In der politischen Welt ist jetzt etwas mehr Ruhe für den Augenblick eingekehrt; die Wahlen sind vorbei1 und dem Anschein nach im Ganzen für das Ministerium günstig. Indessen läßt sich vorher die Haltung des Landtags kaum beurtheilen; es sind zu viele Nomines novi2 darin. Die Zahl der Juristen ist sehr groß, und wenn man diese Gattung mit dem Salz vergleichen mag, so könnte die Suppe leicht etwas versalzen sein. Der Drang zu Reden und Thaten wird jedenfalls sehr groß sein; und leider ist das neue Ministerium3 nicht in der Lage, in der ersten Sitzungsperiode ihnen viele und anstrengende Beschäftigung geben zu können. Der Müßiggang ist aber aller Laster Anfang.
Eine uns sehr nahe gehende und sehr erfreuliche Veränderung ist in diesen Tagen durch den Entschluß des Vaters Flottwell, sein Ministerium4 aufzugeben und in das Ober-Präsidium5 zurückzutreten, zur Reife gekommen. Nach der Aufregung durch die Wahlen trat ein Zustand der Abspannung bei ihm ein, der ihn wohl überzeugen mußte, daß er bei seinem erregbaren Temperament solchen Anstrengungen in seinem hohen Alter nicht mehr gewachsen sei. Jetzt ist ein Abschnitt vorhanden, in dem er noch am ersten mit Anstand und ohne bedenklichere Störungen ausscheiden kann. Später wäre es viel miß- licher wegen des bevorstehnden Landtags. Der Prinz Regent6 wird morgen von der Letzlinger Jagd zurückkehren und hier das schriftliche Gesuch des Vaters vorfinden, welches er gewiß genehmigen wird, wenn ihn auch die Wahl des Nachfolgers in große Unruhe versetzen möchte. Wir haben die Sache mit Auerswald vielfach besprochen und berathen, welcher sich auch davon überzeugt hat, daß der Vater sich bei Fortsetzung des Amts binnen Kurzem ganz aufreiben würde. Ich habe ihn, da ich von Anfang an dieser Meinung war7, in seinem Entschluß nur bekräftigen können und fühle mich dadurch von einer großen Sorge enthoben.

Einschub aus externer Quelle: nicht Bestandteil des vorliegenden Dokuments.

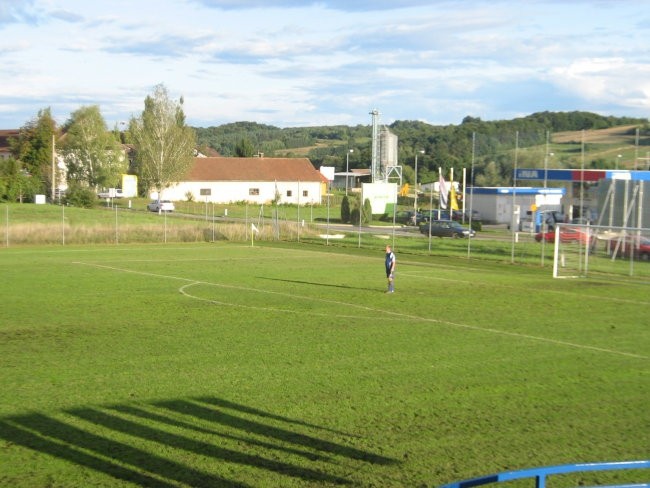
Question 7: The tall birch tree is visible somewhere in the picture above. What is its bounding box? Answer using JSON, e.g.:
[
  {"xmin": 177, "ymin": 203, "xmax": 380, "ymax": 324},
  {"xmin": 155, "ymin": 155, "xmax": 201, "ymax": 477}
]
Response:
[{"xmin": 129, "ymin": 85, "xmax": 196, "ymax": 197}]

Man wird im Publikum freilich politische Differenzen vermuthen; diese sind aber bis jetzt nicht vorhanden, wenn sie auch vielleicht später sich entwickelt hätten – wie ich vermuthe –; sondern der einzige Grund und Veranlassung liegt in seiner geschwächten Gesundheit und hohem Alter. Es läßt sich zwar darauf sagen, daß dieser Grund vor 4 Wochen auch schon vorhanden war und ihn von der definitiven Annahme hätte abhalten müssen; dagegen kann er sich damit vertheidigen, daß er den Grund auch geltend gemacht, auf Andringen des Prinzen aber einen Versuch habe machen müssen, und daß er schon als interimistischer Minister die Einleitungen zu den Wahlen hatte beginnen müssen und es von Wichtigkeit war, daß diese auch von ihm ganz ausgeführt wurden, was nunmehr geschehen. – Zum Glück haben sie ihren Umzug, abgesehen von kleinen Vorbereitungen, noch nicht angefangen und können daher, ohne lächerlich zu werden, ruhig in Potsdam sitzen bleiben. Die Mutter und Clara sind natürlich darüber auch sehr erfreut. – Mit Auerswald verständige ich mich vortrefflich; ich habe täglich mit ihm zu thun und habe an ihm den liebenswürdigsten Vorgesetzten.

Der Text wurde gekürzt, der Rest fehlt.